With their voices echoing in the mostly-empty gymnasium at Jose Marti School in Union City, Rep. Albio Sires and State Sen. Brian Stack issued an appeal to The White House earlier this month to reverse an executive order that would deport the children of undocumented immigrants (called “Dreamers”).
President Donald Trump in early October issued the order that would undo some of the protections his predecessor Barack Obama had given to children brought to the United States by their parents.
DACA (Deferred Action for Childhood Arrivals) allowed individuals who entered the country as minors and remained here illegally to receive renewable two-year periods of deferred action from deportation and to be eligible to work. As of this year, an estimated 800,000 individuals called “Dreamers” have enrolled in the DACA program.
“DACA recipients are our neighbors, friends and colleagues,” Sires said, whose congressional district includes portions of Hudson County including sections of Jersey City, Bayonne and nearly all of the towns in North Hudson with large Hispanic populations. “They are students, doctors, engineers and leaders in our military who are dedicated to our nation.
“Since its launch in 2012, DACA has helped hundreds of thousand of young people come out of the shadows without fear of being separated from their loved ones and sent away from the only country they call home.”
President Trump rescinded the policy in an executive order issued on Sept. 5. The change will not go into effect until March 2018, giving time for Congress to develop a policy to address these individuals.
Trump’s order could result in mass deportations. The act threatens people who know no other home but America. Some reportedly don’t even speak the native language of their parent’s homeland.
Sen. Stack, who is also mayor of Union City, represents nearly half of Jersey City, all of Union City, Weehawken, and Hoboken. He and Sires advocated the election of Democrat Phil Murphy for governor on Nov. 7, saying Murphy had promised to establish state protections for these children, effectively turning New Jersey into a sanctuary state. Murphy has promised to create an Office of Immigrant Protection to provide legal counsel to those who need help and have no place to turn.
As they spoke, the echo of voices rose in the corridors of the building, from students for whom this was an ordinary school day. Some of these students may well be affected if Trump’s executive order is not lifted.
These kids might find themselves shipped back to countries from which their parents fled violence and poverty to try to make sure their families had better opportunities in the U.S.
Stack and Sires – accompanied by Weehawken Mayor Richard Turner, West New York Freeholder Caridad Rodriguez, Union City Commissioner Maryury A. Martinetti and Jose Marti School Principal Ruby Baez – made their case for protecting the kids and placed their hopes on state intervention if Murphy is elected on Tuesday.
Stack said while undocumented immigrants who commit crimes in the United States should not be protected, most of those who come to the U.S. are looking for a better life.
“They are hard working people who are looking to make a living here,” he said, noting that historically, the United States has been “a melting pot” where immigrants have come.

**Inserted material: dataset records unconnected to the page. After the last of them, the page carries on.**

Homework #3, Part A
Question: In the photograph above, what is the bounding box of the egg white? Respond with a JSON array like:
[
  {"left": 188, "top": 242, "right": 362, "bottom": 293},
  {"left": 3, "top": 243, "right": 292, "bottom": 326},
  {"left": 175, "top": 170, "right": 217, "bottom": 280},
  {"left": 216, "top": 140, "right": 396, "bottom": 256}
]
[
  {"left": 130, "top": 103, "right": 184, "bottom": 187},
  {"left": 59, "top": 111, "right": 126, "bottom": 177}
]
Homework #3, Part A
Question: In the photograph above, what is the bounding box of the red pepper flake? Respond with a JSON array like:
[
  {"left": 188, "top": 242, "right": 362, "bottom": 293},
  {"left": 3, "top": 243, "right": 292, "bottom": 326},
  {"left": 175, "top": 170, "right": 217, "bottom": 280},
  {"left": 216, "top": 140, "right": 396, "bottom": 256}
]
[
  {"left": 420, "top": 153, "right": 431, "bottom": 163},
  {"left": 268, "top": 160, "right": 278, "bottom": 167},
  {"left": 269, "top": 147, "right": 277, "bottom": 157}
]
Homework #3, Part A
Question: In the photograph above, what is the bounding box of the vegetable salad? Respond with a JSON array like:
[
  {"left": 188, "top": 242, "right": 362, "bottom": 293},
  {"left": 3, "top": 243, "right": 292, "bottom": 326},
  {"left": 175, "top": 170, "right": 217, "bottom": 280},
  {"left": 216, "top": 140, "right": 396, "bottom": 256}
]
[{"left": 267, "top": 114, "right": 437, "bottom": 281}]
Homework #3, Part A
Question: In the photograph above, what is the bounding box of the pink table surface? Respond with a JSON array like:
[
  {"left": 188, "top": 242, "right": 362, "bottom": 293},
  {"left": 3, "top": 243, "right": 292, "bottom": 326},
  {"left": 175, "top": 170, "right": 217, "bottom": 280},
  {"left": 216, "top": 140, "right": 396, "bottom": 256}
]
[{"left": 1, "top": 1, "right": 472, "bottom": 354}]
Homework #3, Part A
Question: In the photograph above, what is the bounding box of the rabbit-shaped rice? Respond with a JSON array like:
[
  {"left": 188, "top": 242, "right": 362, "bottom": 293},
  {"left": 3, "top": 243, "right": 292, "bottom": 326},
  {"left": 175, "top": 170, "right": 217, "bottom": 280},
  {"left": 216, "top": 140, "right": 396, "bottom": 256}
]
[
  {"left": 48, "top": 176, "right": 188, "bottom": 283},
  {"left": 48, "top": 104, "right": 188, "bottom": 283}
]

Hudson County in the center of the issue
Union City is overwhelmingly populated by immigrants. Jersey City, meanwhile, is considered as one of the most ethnically diverse cities in the United States.
Sires called Trump’s executive order to end DACA a “reprehensible decision,” which is “inhumane and devastating” for families and communities across the country.
“President Trump’s actions target nearly a million hardworking, law-biding people who were brought here as young children,” Sires said, “who are growing up in the same playgrounds, schools and neighborhoods as our own kids.”
New Jersey has about 22,000 people who fit this profile, and Sires said Murphy has made a commitment to protect them. Quoting Murphy, Sires said, “They are just as American as our own children; they grew up here, have attended our public schools, and deserve every opportunity to continue their education, get a job and contribute to our society.”
DACA has been credited with expanding the work force and reducing the number of undocumented immigrants living in poverty. To be eligible for the program, a person must not have committed a felony or a serious misdemeanor.
“In repealing DACA, the president is also hurting our economy and our national security while diverting critical law enforcement efforts that should be focused on those who pose a true danger to public safety,” Sires said.
“America was built on the hard working immigrants and our diversity is part of the foundation of our nation and something that should be celebrated,” Sires said, taking aim at his colleagues in Congress as well. “It is long past time for Congress to step up and protect the millions of families that will be torn apart because of this inhumane decision.”